The Low-Low clusters, those with low indicators, surrounded by low indicators, are mainly found in the Central and Western regions of Paraná. According to Leiva (2018) and Gioia, Barros, and Barros (2017), the Central and Western regions of Paraná still face problems related to basic sanitation in the region, where most of them do not have satisfactory data on access to sewage networks, which can negatively affect the quality of life of rural producers and limit the potential for development in the region. In addition, about solid waste collection, it was evidenced that the cities in this region still have dumps that do not comply with specific legislation. Finally, it should be noted that some parts of these regions have soils with low fertility, which can hinder the cultivation of some agricultural crops, in addition to limiting productivity, and the region is also affected by droughts and intense heat, which affects agricultural production and increases the risk of loss of some crops (Tiecher, 2016).
The Low-High clusters, with low indicators, but surrounded by high indicators, are found in the states of Rio Grande do Sul and Santa Catarina; while the High-Low clusters, with high indicators, but surrounded by low indicators, are mainly found in the state of Paraná, which demonstrates the high disparity in the sustainable and agricultural development of the municipalities that make up these states. Among the factors that lead to this, we can mention the diversity in terms of geographical characteristics, such as relief, climate, soil, and water availability, which affects soil fertility, agricultural productivity, and sustainable development (Medeiros, 2011). In addition, investment in infrastructure among municipalities is skyrocketing, so that some receive more investments than others, impacting the availability of roads, storage, and transportation (Gazolla & Schneider, 2013; Manica, 2017). The municipalities of the Southern Region of Brazil have different economic activities, so that some may be more prone to sustainable development than others (Rossato, File & Lily, 2010; Fochezatto & Tartaruga, 2016).

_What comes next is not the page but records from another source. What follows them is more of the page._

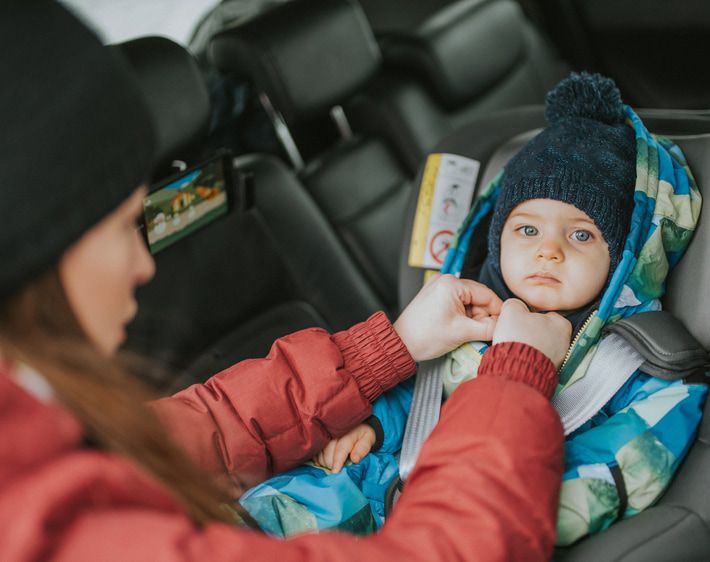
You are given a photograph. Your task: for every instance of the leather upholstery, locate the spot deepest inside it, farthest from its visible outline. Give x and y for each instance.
(176, 94)
(462, 49)
(307, 55)
(272, 265)
(458, 66)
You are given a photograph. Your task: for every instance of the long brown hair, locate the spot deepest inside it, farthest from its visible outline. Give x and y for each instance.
(38, 327)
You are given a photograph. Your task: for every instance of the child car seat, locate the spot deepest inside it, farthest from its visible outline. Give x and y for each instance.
(677, 527)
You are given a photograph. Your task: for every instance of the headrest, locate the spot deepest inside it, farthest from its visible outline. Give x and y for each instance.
(688, 296)
(463, 50)
(175, 92)
(306, 55)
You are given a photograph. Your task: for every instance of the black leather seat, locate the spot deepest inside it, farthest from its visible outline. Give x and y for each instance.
(678, 527)
(467, 59)
(310, 57)
(307, 58)
(271, 266)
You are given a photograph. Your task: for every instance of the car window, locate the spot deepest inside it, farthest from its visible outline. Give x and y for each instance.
(121, 20)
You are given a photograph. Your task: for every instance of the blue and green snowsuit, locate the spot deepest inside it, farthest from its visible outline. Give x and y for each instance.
(642, 433)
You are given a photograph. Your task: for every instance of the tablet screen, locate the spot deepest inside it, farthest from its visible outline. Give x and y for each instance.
(185, 203)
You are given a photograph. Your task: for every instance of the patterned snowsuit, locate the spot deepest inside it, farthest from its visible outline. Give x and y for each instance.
(622, 459)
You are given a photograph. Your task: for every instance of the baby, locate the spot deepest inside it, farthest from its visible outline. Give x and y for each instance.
(586, 220)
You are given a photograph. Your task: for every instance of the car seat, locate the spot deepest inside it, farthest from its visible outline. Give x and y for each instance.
(271, 266)
(678, 526)
(316, 58)
(468, 58)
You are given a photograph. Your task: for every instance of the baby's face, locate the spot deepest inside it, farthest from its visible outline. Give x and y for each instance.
(552, 255)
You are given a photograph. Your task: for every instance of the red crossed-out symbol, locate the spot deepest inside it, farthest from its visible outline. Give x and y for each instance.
(440, 242)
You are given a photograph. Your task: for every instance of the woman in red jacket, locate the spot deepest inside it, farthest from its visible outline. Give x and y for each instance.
(88, 473)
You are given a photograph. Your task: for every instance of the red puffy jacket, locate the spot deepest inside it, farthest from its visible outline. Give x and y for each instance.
(485, 486)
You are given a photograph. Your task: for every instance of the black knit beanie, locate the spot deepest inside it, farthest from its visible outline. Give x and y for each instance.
(585, 157)
(75, 137)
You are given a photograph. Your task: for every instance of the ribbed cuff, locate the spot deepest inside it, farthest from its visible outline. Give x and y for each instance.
(520, 362)
(375, 355)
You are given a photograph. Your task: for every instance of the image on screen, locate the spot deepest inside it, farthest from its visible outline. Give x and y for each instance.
(185, 205)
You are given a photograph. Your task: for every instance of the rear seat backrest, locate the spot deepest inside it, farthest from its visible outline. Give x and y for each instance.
(178, 100)
(227, 291)
(309, 57)
(471, 57)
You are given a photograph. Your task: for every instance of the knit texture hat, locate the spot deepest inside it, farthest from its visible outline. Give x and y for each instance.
(76, 137)
(585, 157)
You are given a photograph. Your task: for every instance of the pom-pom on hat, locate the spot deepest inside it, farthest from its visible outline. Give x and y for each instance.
(585, 157)
(76, 138)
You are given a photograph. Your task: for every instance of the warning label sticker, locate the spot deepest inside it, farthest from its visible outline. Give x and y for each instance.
(445, 195)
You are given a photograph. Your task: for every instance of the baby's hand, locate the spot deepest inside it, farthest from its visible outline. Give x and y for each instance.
(356, 443)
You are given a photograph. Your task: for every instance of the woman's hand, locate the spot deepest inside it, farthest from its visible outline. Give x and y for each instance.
(355, 444)
(548, 332)
(446, 313)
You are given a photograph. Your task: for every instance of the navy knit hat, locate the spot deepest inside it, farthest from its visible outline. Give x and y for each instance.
(76, 137)
(585, 157)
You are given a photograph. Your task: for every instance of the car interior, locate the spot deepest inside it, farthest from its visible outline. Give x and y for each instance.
(330, 108)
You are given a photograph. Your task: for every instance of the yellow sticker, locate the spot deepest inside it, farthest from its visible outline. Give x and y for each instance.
(417, 247)
(445, 194)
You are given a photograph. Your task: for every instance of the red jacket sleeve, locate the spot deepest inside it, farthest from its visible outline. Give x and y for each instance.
(485, 488)
(263, 416)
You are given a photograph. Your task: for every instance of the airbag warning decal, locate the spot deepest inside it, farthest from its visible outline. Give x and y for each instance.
(445, 194)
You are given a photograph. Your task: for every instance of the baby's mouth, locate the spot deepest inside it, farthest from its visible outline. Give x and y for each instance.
(543, 278)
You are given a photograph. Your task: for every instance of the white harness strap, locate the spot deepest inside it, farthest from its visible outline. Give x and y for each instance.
(423, 415)
(613, 363)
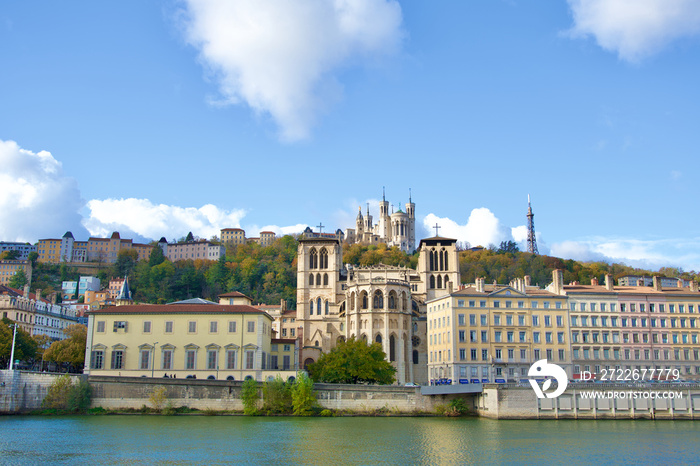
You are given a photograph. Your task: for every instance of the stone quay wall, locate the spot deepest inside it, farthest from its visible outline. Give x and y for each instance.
(599, 401)
(24, 391)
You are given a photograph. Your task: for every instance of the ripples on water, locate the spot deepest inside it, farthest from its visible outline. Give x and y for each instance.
(257, 440)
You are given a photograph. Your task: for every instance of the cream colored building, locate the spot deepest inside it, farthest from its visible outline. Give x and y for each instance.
(203, 340)
(493, 333)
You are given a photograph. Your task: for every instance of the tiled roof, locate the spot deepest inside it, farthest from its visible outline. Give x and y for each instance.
(180, 309)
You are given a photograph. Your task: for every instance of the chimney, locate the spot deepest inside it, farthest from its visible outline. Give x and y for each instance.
(558, 277)
(609, 283)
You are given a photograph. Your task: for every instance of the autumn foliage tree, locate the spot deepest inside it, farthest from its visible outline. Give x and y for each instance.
(70, 351)
(354, 361)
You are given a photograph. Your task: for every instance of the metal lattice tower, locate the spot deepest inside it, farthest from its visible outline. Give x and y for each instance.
(531, 239)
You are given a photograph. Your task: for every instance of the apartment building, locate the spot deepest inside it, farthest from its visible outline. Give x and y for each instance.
(494, 333)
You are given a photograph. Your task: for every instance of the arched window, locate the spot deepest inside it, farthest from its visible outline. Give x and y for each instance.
(378, 301)
(392, 300)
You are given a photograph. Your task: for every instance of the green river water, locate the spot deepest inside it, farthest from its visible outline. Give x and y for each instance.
(176, 440)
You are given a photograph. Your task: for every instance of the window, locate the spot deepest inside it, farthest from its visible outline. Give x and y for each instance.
(230, 359)
(212, 359)
(167, 358)
(97, 358)
(117, 359)
(145, 358)
(190, 359)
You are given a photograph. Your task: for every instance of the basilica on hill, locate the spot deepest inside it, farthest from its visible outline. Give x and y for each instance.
(381, 303)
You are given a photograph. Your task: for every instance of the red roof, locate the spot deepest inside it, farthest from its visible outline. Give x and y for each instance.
(179, 309)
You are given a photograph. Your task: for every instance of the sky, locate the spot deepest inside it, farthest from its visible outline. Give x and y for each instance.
(163, 117)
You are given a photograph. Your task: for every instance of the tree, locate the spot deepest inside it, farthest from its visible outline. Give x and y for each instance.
(303, 396)
(354, 361)
(11, 255)
(25, 346)
(18, 280)
(71, 350)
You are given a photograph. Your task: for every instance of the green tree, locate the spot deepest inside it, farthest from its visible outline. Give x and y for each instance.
(250, 395)
(354, 361)
(303, 396)
(25, 345)
(71, 350)
(18, 280)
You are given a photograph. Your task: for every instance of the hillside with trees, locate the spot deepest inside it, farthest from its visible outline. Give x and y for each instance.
(268, 274)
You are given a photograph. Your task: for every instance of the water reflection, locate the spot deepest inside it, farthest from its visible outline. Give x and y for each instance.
(235, 439)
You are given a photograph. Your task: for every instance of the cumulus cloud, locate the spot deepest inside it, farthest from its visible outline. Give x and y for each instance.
(145, 219)
(634, 29)
(649, 254)
(279, 56)
(37, 200)
(482, 228)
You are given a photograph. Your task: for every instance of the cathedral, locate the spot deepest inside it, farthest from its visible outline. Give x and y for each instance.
(394, 229)
(380, 303)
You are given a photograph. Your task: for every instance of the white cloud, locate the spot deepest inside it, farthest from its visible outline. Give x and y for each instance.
(279, 56)
(648, 254)
(482, 228)
(37, 200)
(148, 220)
(635, 29)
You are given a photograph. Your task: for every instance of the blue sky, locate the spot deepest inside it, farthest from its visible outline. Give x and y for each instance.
(159, 118)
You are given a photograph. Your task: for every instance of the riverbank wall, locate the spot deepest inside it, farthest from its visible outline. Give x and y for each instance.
(600, 401)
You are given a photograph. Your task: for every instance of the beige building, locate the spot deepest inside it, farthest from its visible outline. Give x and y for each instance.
(193, 338)
(493, 333)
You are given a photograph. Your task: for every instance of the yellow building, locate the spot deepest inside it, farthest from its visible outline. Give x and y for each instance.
(493, 333)
(193, 338)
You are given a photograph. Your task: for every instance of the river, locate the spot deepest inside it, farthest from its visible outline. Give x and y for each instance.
(176, 440)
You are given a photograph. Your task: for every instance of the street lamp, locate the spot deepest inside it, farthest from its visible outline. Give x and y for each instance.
(12, 353)
(153, 359)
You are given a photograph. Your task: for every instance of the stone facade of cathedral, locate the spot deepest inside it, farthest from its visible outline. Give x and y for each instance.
(394, 229)
(381, 303)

And finally, there is a difference in the implementation of public policies among municipalities, so that those that implement public policies aimed at access to health, education and sanitation services, sustainable agriculture and invest in agricultural research and technology will present a more advanced level of development (Schneider & Waquil, 2001; Smile, Gazolla & Schneider, 2010).
Therefore, it is possible to observe that the regional inequalities between the analyzed states and within the analyzed states are large, so that in the same region there are the highest and lowest indicators, and this is due to the various factors mentioned above. Thus, to face these challenges, a joint and coordinated effort between producers, government and civil society is necessary, aiming at the implementation of sustainable agricultural practices, improving infrastructure and investments in research and technology, in addition to promoting public policies aimed at regional and social development.